Saturday, 29 October 2016

Of Rocks and Water

I was the old woman of stone and water.
Ready rocks becoming sand,
Slipping over time.
As I spiralled in I stepped out into the tide,
turning, back through the ages.
I spiralled in and became She at the centre.

At the Centre of all things,
watching the tide come in,
battered by storms,
I sat there for a million years,
An age,
A lifetime.
The white spirals became waves,
My blood drawn fast
and deep
down into the stone and earth,
The jagged hard rocks.
No gentle earth here,
these rocks want blood,
They cut deep.
There are no gentle tides,
these waves will dash you,
the storm is hard and wild.
There is only this:
The bare bones of the earth,
carved out by water.
There is only this:
A siege.
A battle between elements.

I will wear you down.
I will stand in your way.
It is into me you must flow.
I will form you.
I will hold you.
One to the other.
It is of wills.
They bare their teeth,
Like dogs against one another.
And yet it is as inextricable as an atom.
There is no space between.

Here,
at the beginning of me,
there is no sweetness,
no give.
There are bare and harsh truths.
Speak plain.
Be clear.
There is no human error.
Only this:
Say what you want or find yourself having what you don't.

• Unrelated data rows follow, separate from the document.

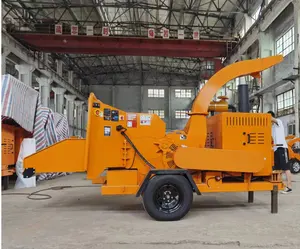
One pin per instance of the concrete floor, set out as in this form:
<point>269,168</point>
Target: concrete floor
<point>82,218</point>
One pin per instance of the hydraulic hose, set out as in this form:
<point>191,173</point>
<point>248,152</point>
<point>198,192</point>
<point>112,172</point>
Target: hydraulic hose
<point>122,130</point>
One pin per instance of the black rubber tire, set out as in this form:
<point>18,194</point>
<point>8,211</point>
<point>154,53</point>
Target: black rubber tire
<point>5,182</point>
<point>184,190</point>
<point>294,170</point>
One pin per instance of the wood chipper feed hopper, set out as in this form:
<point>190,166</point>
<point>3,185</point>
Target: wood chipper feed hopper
<point>294,153</point>
<point>130,154</point>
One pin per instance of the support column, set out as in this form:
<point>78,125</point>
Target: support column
<point>297,63</point>
<point>70,77</point>
<point>70,112</point>
<point>59,99</point>
<point>247,22</point>
<point>59,67</point>
<point>5,53</point>
<point>25,73</point>
<point>79,117</point>
<point>45,89</point>
<point>84,119</point>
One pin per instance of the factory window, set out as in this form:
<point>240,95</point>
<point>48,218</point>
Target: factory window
<point>183,93</point>
<point>285,44</point>
<point>182,114</point>
<point>285,102</point>
<point>160,113</point>
<point>156,93</point>
<point>256,15</point>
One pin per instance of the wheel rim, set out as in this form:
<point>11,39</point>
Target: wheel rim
<point>167,198</point>
<point>296,166</point>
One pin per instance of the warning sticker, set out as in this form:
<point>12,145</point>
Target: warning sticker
<point>107,114</point>
<point>131,120</point>
<point>145,120</point>
<point>114,115</point>
<point>107,131</point>
<point>98,113</point>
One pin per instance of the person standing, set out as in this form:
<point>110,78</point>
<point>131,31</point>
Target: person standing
<point>281,151</point>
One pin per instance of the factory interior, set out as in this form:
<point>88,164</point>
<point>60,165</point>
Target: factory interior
<point>133,124</point>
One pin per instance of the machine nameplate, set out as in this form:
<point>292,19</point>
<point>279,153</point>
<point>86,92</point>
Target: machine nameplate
<point>107,114</point>
<point>114,115</point>
<point>107,131</point>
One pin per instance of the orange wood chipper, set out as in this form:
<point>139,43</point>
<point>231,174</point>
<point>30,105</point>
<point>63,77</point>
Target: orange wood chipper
<point>12,137</point>
<point>294,153</point>
<point>131,154</point>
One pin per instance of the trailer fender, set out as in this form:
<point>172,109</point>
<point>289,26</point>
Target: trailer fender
<point>156,172</point>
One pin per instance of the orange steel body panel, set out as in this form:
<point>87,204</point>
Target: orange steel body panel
<point>12,138</point>
<point>8,145</point>
<point>227,143</point>
<point>64,156</point>
<point>219,160</point>
<point>291,140</point>
<point>122,177</point>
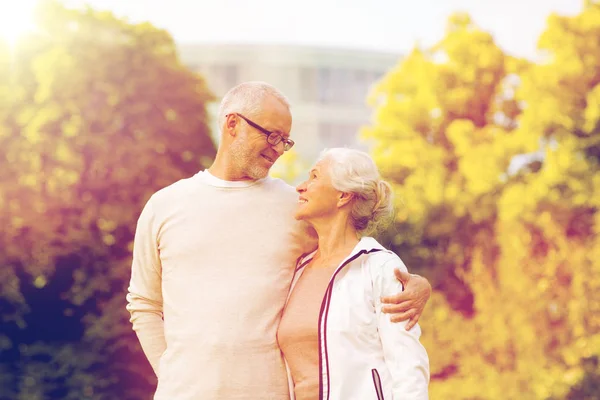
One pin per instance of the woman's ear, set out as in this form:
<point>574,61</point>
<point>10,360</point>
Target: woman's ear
<point>344,198</point>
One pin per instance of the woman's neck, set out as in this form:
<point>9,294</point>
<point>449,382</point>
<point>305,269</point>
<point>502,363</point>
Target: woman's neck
<point>337,238</point>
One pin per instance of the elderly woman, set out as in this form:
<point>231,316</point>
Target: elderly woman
<point>337,343</point>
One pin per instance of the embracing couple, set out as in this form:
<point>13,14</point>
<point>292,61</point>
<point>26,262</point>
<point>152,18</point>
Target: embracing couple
<point>243,287</point>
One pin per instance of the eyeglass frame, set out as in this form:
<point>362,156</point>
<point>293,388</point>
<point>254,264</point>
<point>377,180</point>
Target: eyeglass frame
<point>287,143</point>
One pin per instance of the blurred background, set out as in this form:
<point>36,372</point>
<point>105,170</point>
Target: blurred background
<point>484,115</point>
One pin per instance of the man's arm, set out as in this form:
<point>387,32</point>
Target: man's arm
<point>144,298</point>
<point>408,304</point>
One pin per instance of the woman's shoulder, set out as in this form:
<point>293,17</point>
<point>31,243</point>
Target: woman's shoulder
<point>381,259</point>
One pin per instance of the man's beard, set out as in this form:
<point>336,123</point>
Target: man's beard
<point>245,162</point>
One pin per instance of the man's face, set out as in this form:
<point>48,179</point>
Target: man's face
<point>252,155</point>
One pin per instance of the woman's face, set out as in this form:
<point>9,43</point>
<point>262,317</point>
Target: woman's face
<point>318,198</point>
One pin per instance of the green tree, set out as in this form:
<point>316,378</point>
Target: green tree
<point>496,163</point>
<point>96,114</point>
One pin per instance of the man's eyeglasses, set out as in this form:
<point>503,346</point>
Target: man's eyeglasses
<point>273,138</point>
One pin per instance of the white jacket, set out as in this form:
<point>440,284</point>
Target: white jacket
<point>363,355</point>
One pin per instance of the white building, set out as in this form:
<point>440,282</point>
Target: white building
<point>327,87</point>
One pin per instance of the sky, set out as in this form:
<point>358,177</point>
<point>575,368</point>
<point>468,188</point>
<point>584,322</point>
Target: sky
<point>380,25</point>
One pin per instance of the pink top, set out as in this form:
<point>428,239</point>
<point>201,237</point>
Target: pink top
<point>298,330</point>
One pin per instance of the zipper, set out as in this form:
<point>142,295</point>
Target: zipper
<point>324,387</point>
<point>377,383</point>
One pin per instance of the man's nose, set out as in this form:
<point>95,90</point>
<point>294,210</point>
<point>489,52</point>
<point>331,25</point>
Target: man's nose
<point>279,148</point>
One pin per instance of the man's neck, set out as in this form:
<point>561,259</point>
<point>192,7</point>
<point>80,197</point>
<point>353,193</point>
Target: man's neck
<point>223,170</point>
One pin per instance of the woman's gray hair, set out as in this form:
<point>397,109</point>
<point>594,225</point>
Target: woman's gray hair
<point>247,98</point>
<point>353,171</point>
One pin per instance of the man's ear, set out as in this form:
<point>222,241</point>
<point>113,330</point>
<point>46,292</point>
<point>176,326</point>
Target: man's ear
<point>230,124</point>
<point>344,198</point>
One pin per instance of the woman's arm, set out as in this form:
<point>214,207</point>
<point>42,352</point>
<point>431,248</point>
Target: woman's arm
<point>405,356</point>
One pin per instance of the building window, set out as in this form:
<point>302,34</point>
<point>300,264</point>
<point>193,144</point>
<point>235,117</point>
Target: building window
<point>335,134</point>
<point>308,84</point>
<point>222,77</point>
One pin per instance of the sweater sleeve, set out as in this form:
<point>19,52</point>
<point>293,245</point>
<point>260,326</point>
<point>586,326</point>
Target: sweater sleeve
<point>144,298</point>
<point>405,356</point>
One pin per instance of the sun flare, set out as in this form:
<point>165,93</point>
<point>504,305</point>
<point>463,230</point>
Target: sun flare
<point>16,19</point>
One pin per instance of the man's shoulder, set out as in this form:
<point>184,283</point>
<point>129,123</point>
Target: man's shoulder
<point>173,191</point>
<point>279,184</point>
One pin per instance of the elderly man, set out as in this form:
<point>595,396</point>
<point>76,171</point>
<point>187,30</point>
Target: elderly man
<point>213,260</point>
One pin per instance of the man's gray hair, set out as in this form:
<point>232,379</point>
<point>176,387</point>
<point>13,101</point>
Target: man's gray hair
<point>247,98</point>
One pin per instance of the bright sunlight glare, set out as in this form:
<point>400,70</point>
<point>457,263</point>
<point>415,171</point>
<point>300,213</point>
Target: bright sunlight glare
<point>16,19</point>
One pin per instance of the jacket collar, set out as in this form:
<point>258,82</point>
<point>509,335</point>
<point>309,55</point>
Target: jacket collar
<point>365,244</point>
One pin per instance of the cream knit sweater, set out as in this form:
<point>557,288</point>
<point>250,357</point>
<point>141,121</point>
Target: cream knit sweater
<point>215,261</point>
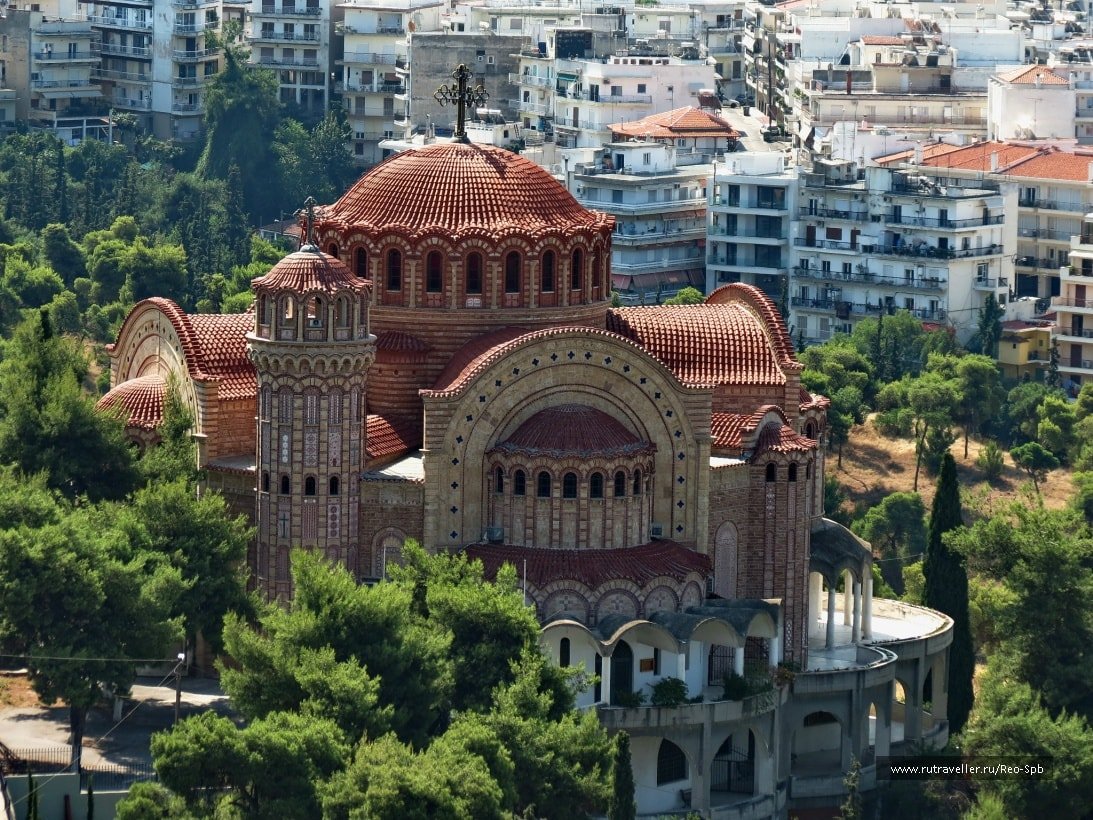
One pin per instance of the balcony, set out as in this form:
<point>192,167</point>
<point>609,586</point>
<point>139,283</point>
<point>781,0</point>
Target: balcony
<point>904,219</point>
<point>116,49</point>
<point>288,37</point>
<point>831,213</point>
<point>268,10</point>
<point>58,56</point>
<point>870,278</point>
<point>532,81</point>
<point>121,22</point>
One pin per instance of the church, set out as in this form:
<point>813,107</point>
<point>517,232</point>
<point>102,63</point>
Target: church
<point>441,361</point>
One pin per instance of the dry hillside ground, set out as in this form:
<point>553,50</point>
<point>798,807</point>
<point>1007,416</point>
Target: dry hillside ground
<point>874,466</point>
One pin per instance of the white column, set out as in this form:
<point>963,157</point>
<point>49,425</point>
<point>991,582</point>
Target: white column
<point>867,609</point>
<point>856,623</point>
<point>815,593</point>
<point>831,616</point>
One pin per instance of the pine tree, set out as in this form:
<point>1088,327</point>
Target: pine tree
<point>947,592</point>
<point>622,806</point>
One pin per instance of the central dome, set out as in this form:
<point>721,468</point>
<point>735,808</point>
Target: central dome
<point>460,189</point>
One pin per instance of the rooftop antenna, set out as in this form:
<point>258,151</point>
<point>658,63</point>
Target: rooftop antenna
<point>460,95</point>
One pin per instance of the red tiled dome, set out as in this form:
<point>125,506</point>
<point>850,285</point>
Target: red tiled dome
<point>459,189</point>
<point>574,430</point>
<point>309,270</point>
<point>142,400</point>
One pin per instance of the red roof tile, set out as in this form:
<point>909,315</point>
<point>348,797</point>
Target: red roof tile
<point>141,399</point>
<point>1029,75</point>
<point>309,270</point>
<point>574,430</point>
<point>594,567</point>
<point>221,340</point>
<point>729,342</point>
<point>391,435</point>
<point>685,121</point>
<point>460,190</point>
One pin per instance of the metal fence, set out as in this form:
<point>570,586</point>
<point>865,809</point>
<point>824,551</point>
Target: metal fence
<point>56,759</point>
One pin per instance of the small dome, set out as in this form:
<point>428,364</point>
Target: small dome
<point>142,400</point>
<point>574,430</point>
<point>308,270</point>
<point>458,189</point>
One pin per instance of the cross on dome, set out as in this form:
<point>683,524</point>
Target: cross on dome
<point>460,95</point>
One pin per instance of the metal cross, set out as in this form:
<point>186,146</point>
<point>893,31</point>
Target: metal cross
<point>309,205</point>
<point>460,96</point>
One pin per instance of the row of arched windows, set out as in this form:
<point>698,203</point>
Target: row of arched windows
<point>473,268</point>
<point>310,484</point>
<point>772,472</point>
<point>544,481</point>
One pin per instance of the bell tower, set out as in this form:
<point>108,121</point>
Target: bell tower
<point>312,351</point>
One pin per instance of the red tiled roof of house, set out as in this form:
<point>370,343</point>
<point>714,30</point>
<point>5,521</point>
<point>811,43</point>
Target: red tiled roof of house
<point>1029,75</point>
<point>391,435</point>
<point>574,430</point>
<point>221,341</point>
<point>685,121</point>
<point>309,270</point>
<point>710,343</point>
<point>459,190</point>
<point>141,399</point>
<point>594,567</point>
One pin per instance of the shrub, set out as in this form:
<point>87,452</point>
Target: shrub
<point>990,460</point>
<point>669,692</point>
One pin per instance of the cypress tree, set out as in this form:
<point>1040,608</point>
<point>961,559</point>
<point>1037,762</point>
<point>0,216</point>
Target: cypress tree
<point>622,806</point>
<point>947,592</point>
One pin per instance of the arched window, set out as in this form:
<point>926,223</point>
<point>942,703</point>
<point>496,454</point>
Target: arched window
<point>671,763</point>
<point>596,485</point>
<point>394,270</point>
<point>474,273</point>
<point>434,272</point>
<point>548,273</point>
<point>569,485</point>
<point>513,272</point>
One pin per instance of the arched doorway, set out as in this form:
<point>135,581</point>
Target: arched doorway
<point>622,671</point>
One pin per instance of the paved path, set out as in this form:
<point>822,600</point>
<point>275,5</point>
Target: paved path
<point>109,741</point>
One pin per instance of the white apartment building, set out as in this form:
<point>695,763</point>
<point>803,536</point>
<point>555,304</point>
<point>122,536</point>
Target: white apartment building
<point>46,61</point>
<point>1053,195</point>
<point>886,239</point>
<point>1073,309</point>
<point>750,210</point>
<point>375,69</point>
<point>294,38</point>
<point>155,61</point>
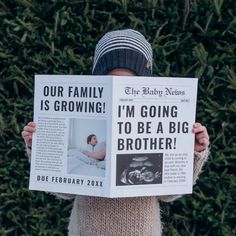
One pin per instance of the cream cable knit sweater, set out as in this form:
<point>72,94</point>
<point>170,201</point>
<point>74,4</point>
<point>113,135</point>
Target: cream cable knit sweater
<point>140,216</point>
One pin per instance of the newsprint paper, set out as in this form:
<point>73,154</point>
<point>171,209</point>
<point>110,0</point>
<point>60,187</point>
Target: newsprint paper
<point>113,136</point>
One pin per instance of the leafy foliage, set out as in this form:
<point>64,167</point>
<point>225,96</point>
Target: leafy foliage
<point>189,38</point>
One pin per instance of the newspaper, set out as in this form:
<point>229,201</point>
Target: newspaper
<point>113,136</point>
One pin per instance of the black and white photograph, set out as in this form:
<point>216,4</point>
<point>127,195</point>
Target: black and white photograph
<point>87,147</point>
<point>139,169</point>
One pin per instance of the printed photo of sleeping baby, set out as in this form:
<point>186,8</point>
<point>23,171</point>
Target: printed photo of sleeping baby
<point>87,148</point>
<point>137,169</point>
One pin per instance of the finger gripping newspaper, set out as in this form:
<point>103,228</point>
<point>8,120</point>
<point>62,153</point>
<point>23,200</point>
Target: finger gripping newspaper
<point>113,136</point>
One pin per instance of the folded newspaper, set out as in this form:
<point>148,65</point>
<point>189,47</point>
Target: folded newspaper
<point>113,136</point>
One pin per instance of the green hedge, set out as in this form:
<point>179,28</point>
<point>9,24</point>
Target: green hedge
<point>189,38</point>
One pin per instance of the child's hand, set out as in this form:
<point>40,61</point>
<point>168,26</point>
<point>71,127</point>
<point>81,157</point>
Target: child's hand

I sat there for a million years.
I was a rock,
it was hard and uncomfortable.
The sea won in the end.
It washed me down to sand.
She has her way.
Primal, primal, primal,
and older than the dust of my bones.

I am that.

I walk out an old woman.
Crumpled and folded,
straightening up as I walk
back to the present time
unsure
and unsteady
It was liquid upon which I stepped.
Just a glimpse of myself at the centre.